In this work, fluorophore is used as a stimulant to differentiate between cancer and normal cells. Samples with both malignant and healthy cells were prepared by using amphotropic HEK293-derived from phoenix packaging cells to package pBabe-puro retroviral system in order to generate stable cells. The packaging cells were cultured on 100 mm cell culture plates in 10 ml of Dulbecco’s Modified Eagle’s Medium (DMEM) which was supplemented with the absorption percentage of bovine calf serum to produce retrovirus. For transfection, 10 ug of retroviral DNA was gently mixed. 430 ul of 0.15M NaCl and 60 ul of 1% Polyethylenimine (PEI) were added to the mixture followed by a gentle vortex. The solution was led to stand by for 10 minute at room temperature and was then added to the 10 mm culture plates. After 24 hour and 48 hour respectively, virus-containing supernatant was collected and filtered through 0.45 um syringe filter and was then supplemented with polybrene, and overlaid on the target cells MDA-MB-231 (a triple negative breast cancer cell lines). After 24 hour, the viral supernatant was replaced by fresh culture medium and stable expressing GFP-BRK-YF fusions were used as negative controls.

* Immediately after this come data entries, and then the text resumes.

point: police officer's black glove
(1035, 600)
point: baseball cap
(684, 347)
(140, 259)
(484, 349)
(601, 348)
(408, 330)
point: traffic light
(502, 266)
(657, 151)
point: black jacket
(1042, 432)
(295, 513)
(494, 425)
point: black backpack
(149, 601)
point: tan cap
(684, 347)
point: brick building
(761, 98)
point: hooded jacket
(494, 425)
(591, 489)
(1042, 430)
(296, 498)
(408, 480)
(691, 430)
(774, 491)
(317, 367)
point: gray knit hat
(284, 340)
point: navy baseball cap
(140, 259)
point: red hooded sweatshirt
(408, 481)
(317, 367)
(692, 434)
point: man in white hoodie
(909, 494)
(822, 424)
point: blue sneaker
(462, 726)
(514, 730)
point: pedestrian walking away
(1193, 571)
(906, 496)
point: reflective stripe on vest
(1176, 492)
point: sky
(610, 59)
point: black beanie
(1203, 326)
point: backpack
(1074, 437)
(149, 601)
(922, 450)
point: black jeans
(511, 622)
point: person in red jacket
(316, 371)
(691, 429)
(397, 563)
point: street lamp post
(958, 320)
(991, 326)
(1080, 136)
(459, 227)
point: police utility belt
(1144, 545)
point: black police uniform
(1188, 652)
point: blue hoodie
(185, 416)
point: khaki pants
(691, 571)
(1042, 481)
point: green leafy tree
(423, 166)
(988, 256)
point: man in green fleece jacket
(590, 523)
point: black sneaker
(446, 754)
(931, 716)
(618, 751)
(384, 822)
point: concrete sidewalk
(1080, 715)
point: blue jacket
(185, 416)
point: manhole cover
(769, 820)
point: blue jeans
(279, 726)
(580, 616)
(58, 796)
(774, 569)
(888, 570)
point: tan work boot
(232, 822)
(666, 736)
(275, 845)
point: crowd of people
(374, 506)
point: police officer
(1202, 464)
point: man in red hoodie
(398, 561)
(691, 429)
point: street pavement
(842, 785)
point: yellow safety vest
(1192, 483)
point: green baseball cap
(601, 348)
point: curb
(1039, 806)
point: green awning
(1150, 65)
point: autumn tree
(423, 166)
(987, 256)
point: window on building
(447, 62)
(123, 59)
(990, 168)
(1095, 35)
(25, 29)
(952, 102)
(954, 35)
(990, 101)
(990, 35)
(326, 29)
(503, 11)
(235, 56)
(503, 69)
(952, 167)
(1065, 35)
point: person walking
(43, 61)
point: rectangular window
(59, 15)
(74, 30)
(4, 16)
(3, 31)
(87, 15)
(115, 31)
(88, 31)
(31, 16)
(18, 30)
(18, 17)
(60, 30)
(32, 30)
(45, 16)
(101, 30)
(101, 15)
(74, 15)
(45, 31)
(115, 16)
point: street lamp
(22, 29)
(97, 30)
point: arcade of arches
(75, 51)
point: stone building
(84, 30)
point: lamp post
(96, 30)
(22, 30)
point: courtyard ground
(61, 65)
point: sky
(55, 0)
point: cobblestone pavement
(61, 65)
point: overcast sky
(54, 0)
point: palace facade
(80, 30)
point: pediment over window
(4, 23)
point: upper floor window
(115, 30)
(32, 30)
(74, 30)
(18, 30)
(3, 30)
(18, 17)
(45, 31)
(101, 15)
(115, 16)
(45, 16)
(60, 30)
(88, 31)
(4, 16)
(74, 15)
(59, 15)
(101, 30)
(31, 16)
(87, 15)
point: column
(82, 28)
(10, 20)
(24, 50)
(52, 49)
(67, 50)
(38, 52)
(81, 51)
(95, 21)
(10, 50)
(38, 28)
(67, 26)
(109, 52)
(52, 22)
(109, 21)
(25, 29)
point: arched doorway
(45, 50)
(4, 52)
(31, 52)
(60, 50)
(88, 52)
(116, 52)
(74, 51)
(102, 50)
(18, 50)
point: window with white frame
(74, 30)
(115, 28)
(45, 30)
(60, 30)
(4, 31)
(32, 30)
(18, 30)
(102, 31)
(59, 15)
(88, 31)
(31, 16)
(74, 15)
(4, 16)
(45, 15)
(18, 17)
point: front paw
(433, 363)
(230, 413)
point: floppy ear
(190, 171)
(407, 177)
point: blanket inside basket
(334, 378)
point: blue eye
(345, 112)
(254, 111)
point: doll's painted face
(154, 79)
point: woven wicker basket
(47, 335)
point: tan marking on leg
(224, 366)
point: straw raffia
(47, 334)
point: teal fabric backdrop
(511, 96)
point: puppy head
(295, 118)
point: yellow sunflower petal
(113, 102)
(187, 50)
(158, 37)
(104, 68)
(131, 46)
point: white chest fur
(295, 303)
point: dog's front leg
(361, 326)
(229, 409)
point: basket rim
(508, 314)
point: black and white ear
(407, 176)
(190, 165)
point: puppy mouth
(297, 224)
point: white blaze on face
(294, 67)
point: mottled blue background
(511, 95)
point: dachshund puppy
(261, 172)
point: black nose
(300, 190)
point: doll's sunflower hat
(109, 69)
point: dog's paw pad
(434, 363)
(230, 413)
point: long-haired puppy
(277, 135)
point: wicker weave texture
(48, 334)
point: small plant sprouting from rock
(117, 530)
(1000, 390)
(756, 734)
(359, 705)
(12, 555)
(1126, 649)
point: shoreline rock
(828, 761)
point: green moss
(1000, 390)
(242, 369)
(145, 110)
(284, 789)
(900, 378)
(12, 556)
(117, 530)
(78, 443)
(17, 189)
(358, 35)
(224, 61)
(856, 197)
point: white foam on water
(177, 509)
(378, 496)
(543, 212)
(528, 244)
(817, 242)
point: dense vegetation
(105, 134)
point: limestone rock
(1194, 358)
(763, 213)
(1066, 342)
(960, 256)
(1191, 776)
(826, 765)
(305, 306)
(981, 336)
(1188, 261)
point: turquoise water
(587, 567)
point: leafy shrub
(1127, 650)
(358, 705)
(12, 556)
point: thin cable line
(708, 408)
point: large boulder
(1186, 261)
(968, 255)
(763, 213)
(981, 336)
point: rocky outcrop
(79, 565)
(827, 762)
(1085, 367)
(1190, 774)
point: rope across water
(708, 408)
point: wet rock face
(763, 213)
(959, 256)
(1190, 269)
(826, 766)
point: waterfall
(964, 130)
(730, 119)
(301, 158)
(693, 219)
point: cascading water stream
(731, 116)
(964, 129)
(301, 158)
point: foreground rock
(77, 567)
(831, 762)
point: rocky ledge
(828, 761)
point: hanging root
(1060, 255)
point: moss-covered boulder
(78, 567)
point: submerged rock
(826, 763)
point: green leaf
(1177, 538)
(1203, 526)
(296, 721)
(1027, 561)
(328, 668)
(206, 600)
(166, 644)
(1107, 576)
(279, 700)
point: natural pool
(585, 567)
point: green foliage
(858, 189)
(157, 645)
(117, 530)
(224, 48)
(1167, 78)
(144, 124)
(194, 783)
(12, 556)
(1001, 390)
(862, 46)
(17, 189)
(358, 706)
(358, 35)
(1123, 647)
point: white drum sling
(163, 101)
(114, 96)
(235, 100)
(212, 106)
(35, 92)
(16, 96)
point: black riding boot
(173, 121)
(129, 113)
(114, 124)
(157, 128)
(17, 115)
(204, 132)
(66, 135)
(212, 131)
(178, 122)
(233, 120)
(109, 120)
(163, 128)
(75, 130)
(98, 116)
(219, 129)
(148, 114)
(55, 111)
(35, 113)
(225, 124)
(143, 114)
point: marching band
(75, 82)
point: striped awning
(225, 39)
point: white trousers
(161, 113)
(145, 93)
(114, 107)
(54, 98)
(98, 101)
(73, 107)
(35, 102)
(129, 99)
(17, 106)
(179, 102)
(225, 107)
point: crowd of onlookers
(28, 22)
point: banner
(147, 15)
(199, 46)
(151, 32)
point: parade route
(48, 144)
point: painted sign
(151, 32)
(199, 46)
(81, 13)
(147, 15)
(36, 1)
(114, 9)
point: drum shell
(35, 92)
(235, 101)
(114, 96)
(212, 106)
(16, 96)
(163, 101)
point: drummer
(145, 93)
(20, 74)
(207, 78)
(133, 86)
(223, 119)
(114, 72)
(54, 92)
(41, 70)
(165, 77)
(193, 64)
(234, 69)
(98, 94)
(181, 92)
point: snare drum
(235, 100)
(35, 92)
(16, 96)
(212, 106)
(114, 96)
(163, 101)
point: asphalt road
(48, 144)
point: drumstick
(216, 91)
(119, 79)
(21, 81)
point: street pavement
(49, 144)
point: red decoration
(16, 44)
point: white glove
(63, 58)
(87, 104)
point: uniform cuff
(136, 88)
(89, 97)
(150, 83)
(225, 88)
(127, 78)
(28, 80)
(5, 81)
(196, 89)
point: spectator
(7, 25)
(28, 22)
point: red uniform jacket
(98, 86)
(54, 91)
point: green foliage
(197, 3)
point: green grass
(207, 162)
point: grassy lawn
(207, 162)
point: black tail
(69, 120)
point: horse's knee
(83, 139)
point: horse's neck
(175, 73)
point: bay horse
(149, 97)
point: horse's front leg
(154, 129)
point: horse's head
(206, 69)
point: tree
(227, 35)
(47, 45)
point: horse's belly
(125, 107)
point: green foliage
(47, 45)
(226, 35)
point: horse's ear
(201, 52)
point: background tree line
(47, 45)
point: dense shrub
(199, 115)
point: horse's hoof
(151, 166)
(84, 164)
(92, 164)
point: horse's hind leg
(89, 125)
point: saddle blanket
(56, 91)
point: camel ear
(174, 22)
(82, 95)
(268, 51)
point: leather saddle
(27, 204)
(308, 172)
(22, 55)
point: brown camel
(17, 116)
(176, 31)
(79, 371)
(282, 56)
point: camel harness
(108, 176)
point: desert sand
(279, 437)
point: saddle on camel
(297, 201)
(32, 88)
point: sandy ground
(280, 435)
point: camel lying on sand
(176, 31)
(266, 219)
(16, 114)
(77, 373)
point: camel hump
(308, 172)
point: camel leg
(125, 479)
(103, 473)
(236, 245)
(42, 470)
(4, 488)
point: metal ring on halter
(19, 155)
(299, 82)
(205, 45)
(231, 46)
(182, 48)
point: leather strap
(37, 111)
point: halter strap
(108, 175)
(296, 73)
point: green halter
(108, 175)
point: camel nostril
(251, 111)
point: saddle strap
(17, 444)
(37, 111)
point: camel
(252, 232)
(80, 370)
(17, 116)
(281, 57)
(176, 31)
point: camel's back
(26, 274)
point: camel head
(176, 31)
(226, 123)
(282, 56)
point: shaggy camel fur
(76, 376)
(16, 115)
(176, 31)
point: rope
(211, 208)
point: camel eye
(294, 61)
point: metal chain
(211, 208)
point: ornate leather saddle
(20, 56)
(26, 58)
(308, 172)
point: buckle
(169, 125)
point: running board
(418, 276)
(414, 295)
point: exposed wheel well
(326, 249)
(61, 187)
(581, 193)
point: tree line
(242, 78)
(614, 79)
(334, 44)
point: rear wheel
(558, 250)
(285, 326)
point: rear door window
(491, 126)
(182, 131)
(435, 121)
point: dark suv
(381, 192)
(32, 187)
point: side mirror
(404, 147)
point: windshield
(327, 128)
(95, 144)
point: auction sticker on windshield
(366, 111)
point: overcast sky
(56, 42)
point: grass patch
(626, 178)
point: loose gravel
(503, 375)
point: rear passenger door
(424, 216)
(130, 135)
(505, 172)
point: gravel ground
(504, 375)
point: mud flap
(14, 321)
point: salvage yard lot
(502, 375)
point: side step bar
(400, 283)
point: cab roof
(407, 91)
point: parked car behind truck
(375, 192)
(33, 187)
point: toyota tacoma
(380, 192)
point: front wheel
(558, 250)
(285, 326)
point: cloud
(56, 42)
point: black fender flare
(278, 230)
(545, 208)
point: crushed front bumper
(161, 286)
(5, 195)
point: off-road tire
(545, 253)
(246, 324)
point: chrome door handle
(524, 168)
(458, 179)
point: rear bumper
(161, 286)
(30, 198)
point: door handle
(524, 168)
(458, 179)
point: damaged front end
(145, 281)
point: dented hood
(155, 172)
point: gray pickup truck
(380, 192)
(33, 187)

Different concentrations of fluorescein samples were made and stored in a dark place to avoid bleaching. Images from each sample were captured through the microscope on to a computer via a USB. The absorption or excitation spectrum peak and emission peak of the used fluorophore are 495 nm and 519 nm. So, we can exploit the common spectral wavelength for absorption and emission measurements. This means we need a blue light for excitation of the fluorophore and we must measure green light at the image sensor.

Results and Discussion

The resulting device is a small, light-weight, and portable microscope which provides an alternative to conventional fluorescence microscope with no requirement of electric power to operate (as shown in Fig 3a and 3c). This device consists of a focus knob for lens, a USB cable which is connected to the computer for viewing the image onto the computer. It is a compact and user-friendly device, as the user only needs to turn on the flashlight, run the software on computer or laptop, position the sample, and finally adjust the focus. Table 1 shows the list of components that are required to assemble the prototype along with its cost. This device has been simplified from a regular fluorescence microscope as it does not have any light path settings requirement, no external arc lamp, and no need of a filter cube selector. The captured images will be available to be viewed directly on the computer through software which is designed to be very simple and requires very low memory so that it runs smoothly on an inexpensive computer.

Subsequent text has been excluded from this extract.